Elevations range from 132m above sea level in the centre to 72m on the southern border, a road that demarcates Earlswood Common, a large open space.

==Demography==
The United Kingdom Census 2011 considered the suburb as output layers 'Reigate and Banstead 012C and 013B', i.e. north and south parts, approximately half of the ward Meadvale and South Park, the latter being an area of Reigate to the south-west. The halves of Meadvale were considerably less densely populated, with larger single family homes with gardens, towards the highest area, the central east-west belt of the district than their lowest north and south borders.

The proportion of households in Meadvale who owned their home outright was within 2% of the borough and regional average.
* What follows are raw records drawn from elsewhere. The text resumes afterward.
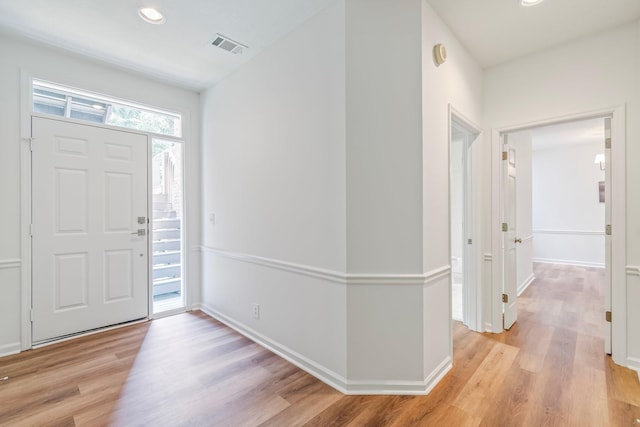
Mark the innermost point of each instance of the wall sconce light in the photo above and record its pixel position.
(439, 54)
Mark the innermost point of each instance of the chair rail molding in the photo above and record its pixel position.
(570, 232)
(6, 264)
(424, 279)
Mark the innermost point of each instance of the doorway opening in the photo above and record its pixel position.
(464, 222)
(166, 226)
(556, 215)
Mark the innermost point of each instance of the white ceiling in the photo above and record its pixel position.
(496, 31)
(572, 133)
(180, 51)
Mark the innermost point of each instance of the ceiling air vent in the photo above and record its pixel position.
(225, 43)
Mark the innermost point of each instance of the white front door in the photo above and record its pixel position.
(89, 232)
(509, 237)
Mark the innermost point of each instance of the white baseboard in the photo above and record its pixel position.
(569, 262)
(9, 349)
(523, 286)
(634, 363)
(325, 375)
(340, 383)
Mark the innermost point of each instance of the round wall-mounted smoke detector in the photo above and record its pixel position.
(439, 54)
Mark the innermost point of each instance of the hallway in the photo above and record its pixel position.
(549, 369)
The proportion who owned their home with a loan was 17% and 6.2% greater respectively than the regional average; providing overall in each area for a lower proportion than average of rented residential property and of social housing, and close to the average in Surrey.

2011 Census Key Statistics
| Output area | Population | Households | % Owned outright | % Owned with a loan | hectares |
| Reigate & Banstead 012C | 1,592 | 616 | 33.3 | 52.1 | 42 |
| Reigate & Banstead 013B | 1,498 | 603 | 36.3 | 41.3 | 22 |

==History==

- Post-Norman Conquest land use
The developed history of the area is that of Redhill until the 19th century. All of this area was in the first of its three parishes: much of large, non-borough status 'Reigate Foreign' as opposed to adjoining bustling, (even before 1832) urban Reigate (Parliamentary) Borough, coupled with to the north outcrops of Gatton and Merstham which were until the 20th century sparsely inhabited villages. Of relevance to political and social history, Gatton was a borough too but a rotten borough, meaning it suffered from severe malapportionment until it was abolished in 1832. These remain rural and arguably suburban respectively north of the twin towns.
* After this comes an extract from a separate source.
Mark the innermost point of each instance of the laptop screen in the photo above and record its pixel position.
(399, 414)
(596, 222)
- Development as a brickfields town, coach town, market town and commuter settlement
By the late 19th century, Reigate Foreign's own community and incoming migrants had developed six relatively densely inhabited pockets of housing: 'Linkfield Street', Hooley, 'Wiggy', 'Little London', 'Warwick Town' and Meadvale, particularly as compared that is to much of the surrounding fields and woodland. Beside Redhill railway station (named only after the nearest common land) neatly placed by the early 19th century redirected London-Brighton Road a recognisable, market town-style High Street had developed by approximately 1880, four decades after that station was built, but still termed Warwick Town commonly on maps and in official records. These combined 'hub' factors led to a railway junction town and staging town of considerable size, attracting new local industries. Particularly, brickfields for London, provided major employment.
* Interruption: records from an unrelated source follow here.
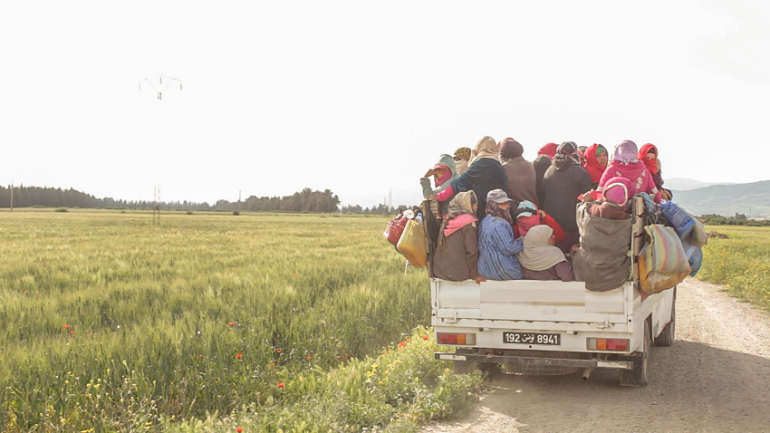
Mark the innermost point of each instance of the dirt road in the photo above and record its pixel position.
(715, 378)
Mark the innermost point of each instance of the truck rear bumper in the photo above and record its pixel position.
(524, 360)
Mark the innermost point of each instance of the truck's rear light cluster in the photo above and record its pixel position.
(455, 338)
(616, 344)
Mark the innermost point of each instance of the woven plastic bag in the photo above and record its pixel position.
(395, 229)
(412, 244)
(662, 262)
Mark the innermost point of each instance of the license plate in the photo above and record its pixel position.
(531, 338)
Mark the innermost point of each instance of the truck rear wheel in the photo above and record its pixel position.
(462, 367)
(666, 337)
(640, 375)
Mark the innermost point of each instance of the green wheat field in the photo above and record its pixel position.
(210, 322)
(214, 322)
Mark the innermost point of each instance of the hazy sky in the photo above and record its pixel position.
(361, 97)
- Social and economic features within Meadvale
Meadvale was known in the 19th century as Meads Hole. The name means meadowland hollow. Here not only dwellings but also pottery businesses scattered over the common land – some kilns remain. The major hamlet had two butchers, a baker, a draper, a tailor and a grocer's shop. The first school was held in the village hall with a fee of one penny a week for each child. At the beginning of the 19th century, there was a tanner's yard adjoining Earlswood Common which was pasture, not park, at the southern entrance to Meadvale.

- 20th century history
The development expanded, spurred by demand stimulated by the rise in professions in London, of trade, building and manufacturing across the county and particularly catering to fewer brickfields workers, leaving Edwardian architecture one of the enduring types of building. In this centre planning policies and decisions were made by the Borough of Reigate, followed by Reigate and Banstead Borough Council. A string of bombs was dropped on the area during the Blitz of World War II causing injury and destruction to a minority of properties.

===Notable people===
The painter Samuel Palmer lived his later working years, when he painted Surrey principally, in Meadvale at the Chantry on Cronks Hill Road until his death in 1881.